The second pressure is public disclosure. Hospitals in many states will soon be compelled to come clean about their infection rates. Six states-Florida, Illinois, Missouri, New York, Pennsylvania and Virginia-recently enacted laws to provide the public with risk-adjusted hospital-infection report cards, and several other states are poised to follow.

Finally, shoddy infection control is poor preparation for an avian flu epidemic and poor homeland security. How can hospitals that lack the discipline and staff training to stop ordinary bacterial infections from spreading from patient to patient by touch possibly contain avian flu, which can be spread not only by touch but also by droplets when patients sneeze or cough? How can these hospitals contain a bioterrorism pathogen such as smallpox, which can spread invisibly in the air?

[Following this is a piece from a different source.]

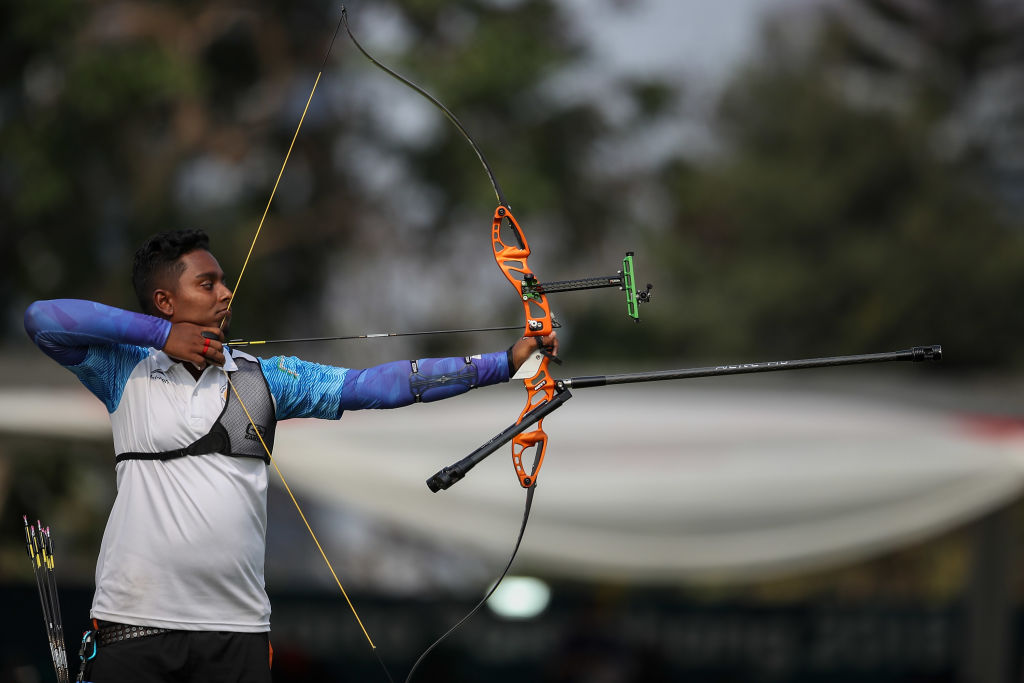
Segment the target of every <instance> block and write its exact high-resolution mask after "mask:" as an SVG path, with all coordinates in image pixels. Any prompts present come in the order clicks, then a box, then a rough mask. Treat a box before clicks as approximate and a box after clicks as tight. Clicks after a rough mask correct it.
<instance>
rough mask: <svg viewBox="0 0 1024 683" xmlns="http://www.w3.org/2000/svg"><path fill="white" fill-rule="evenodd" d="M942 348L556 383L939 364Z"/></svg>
mask: <svg viewBox="0 0 1024 683" xmlns="http://www.w3.org/2000/svg"><path fill="white" fill-rule="evenodd" d="M941 358H942V347H941V346H940V345H938V344H934V345H932V346H914V347H913V348H908V349H905V350H903V351H887V352H885V353H861V354H858V355H834V356H830V357H827V358H804V359H802V360H768V361H766V362H741V364H737V365H732V366H714V367H709V368H686V369H683V370H659V371H654V372H649V373H625V374H622V375H593V376H588V377H572V378H569V379H565V380H556V382H557V384H558V386H559V388H565V389H584V388H587V387H595V386H608V385H610V384H635V383H637V382H660V381H664V380H686V379H691V378H695V377H717V376H721V375H746V374H750V373H772V372H778V371H781V370H808V369H811V368H834V367H836V366H856V365H862V364H866V362H891V361H893V360H910V361H913V362H921V361H923V360H939V359H941Z"/></svg>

One of the best steps hospitals can take to prepare for these possible crises is to improve day-to-day infection control by adopting the more rigorous precautions advocated by the Committee to Reduce Infection Deaths and described in Unnecessary Deaths.

Every day you hear about health problems such as the uninsured. The Institute of Medicine estimates that as many as 18,000 people may die prematurely because they don't have health insurance. But consider this even more tragic fact: Five times that many people die each year from hospital infections, and most of them are insured. That's why I founded the Committee to Reduce Infection Death-to help clean up this deadly problem.

Betsy McCaughey is chairwoman of the Committee to Reduce Infection Deaths, New York, and the former lieutenant governor of New York.